The sequencing of tracks is well elided, smoothly digressing and refuting Earl Sweatshirt’s assertion that traditional album structures no longer have a place in rap music. The brass measures in the backing tracks are heavy duty, big band; grandiose and competitive. Ty Dolla $ign’s attempt at melodics doesn’t really fit the mood, but it’s undeniably nice to have a break from such heavy duty lyricism. Gunn’s self reference as “the same nigga who brought you Pray For Haiti” is the album’s watershed moment, laying down the gauntlet and reminding critics who lost faith (myself included) that for better or worse he’s not a passing distraction, he’s an institution; an impressively grim reminder of how hard it can be to build a legacy in the ephemeral modern world.

Even the romantic feminine voices on the album are ready to kill and die. (“Sleep with one eye open, menaced with two AR’s on the bed”) with the tenderness never divorcing itself entirely from the seductive cult of wealth (“I’m a priceless piece of art… I’m a goddess in the bed.”) Boldy James’ preference for intellectual witticisms over an experimental beat with multiple corresponding rhythms is the album’s head banging moment, even if it’s not his best verse, he mentions Dikembe Mutumbo three times and none of them are particularly clever.

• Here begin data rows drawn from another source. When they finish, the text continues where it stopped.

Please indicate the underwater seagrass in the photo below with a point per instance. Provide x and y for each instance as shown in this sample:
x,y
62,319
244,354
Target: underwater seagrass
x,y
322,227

The album gets more overtly sexual and threatens to get a bit lazy (“walk through the Louvre looking fancy”) towards the end, but ultimately saves the best for the penultimate track. This album of experimental and layered beats stands out and achieves a legitimate new sound with the bass breaks in ‘The Revenge of Flips Leg’. It’s a sonic crossover; Tim Hardaway, Allen Ivey, Mitch Richmond could drive hard in the paint to this music, and despite another strong guest appearance, West murders this beat in a way he hasn’t done so intrinsically since ‘$500 Ounces’ back in 2020.

The closing track has an element of R&B heartache, and the beat is a fair impression of the style mastered by 9th Wonder’s work with Little Brother and Frank Ocean. Gunn’s tone of voice is completely different, more introspective than confident. “How the hell do I rap on the west side?” is probably the closest he gets to overtly inviting us into the tortured creative process, but it speaks to the identity crisis that pervades the whole album.

In just over an hour, Gunn unravels the traumatic nightmares of modern hip-hop, without ever launching into an ego trip. It’s not just another gangster rap album but essentially a commentary on the psychological fatigue accompanying ruthlessness of the question young black men inherited from Gil Scott Heron; “Who will survive in America?”. This is Westside’s last studio album, it seems like he wants to try other avenues and go out on a high, and while it’s not his best work, it’s the defiant idiosyncratic outlook of one of hip-hop’s most iconic upstarts with all the deserved cockiness of someone who never fell off under pressure to cater to a wider audience.